There once was a student who was having a great
deal of conflict with her university professor. This professor was
considered an authority on Chinese culture. However, the student had
grown up in Taiwan and knew a great deal about the Chinese people. On
the other hand, the professor, the so- called authority, had never been
to China.
No matter how many books one reads, if you've never
been to a place you can't really know it.
It's only by being there that one gets a real
understanding through all the sights, sounds, smells, and senses.
However, if one only visits for a short time the experience tends to be
colored by comparisons with one's own native land and culture. It is
only after a person has lived in a place for some years that one begins
to know it.
It is the same with koan practice. It cannot be
understood conceptually because it's whole function is to take you
beyond the conceptual mind. Likewise, if it's only practiced a short
time or in a superficial manner then one will have all sorts of
comparisons and criticisms. Nevertheless, when one really enters into
the koans for years of training then it is obviously a different matter.
Zen is considered a very direct and practical way.
Because something works, it is used.
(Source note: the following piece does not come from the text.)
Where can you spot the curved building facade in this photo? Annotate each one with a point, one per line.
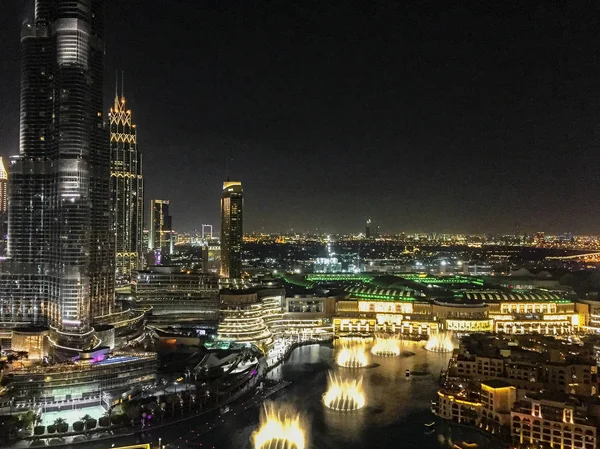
(60, 233)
This is why so many have taken up
koan practice over the years. Ever since Joshu first uttered "Mu",
this and similar koans have brought countless people in various times
and cultures to awakening.
What is essential to realize is that it is not only
the practice per se that is important but also how it is entered into.
That is, the person makes the practice.
It, like life, all depends on the student's
aspiration, and to some extent the teacher's pointing. The koan must be
brought alive- it must be allowed to come to life, to be the focus' for
one's own natural questioning.
What is a koan?
Only you can answer this for yourself.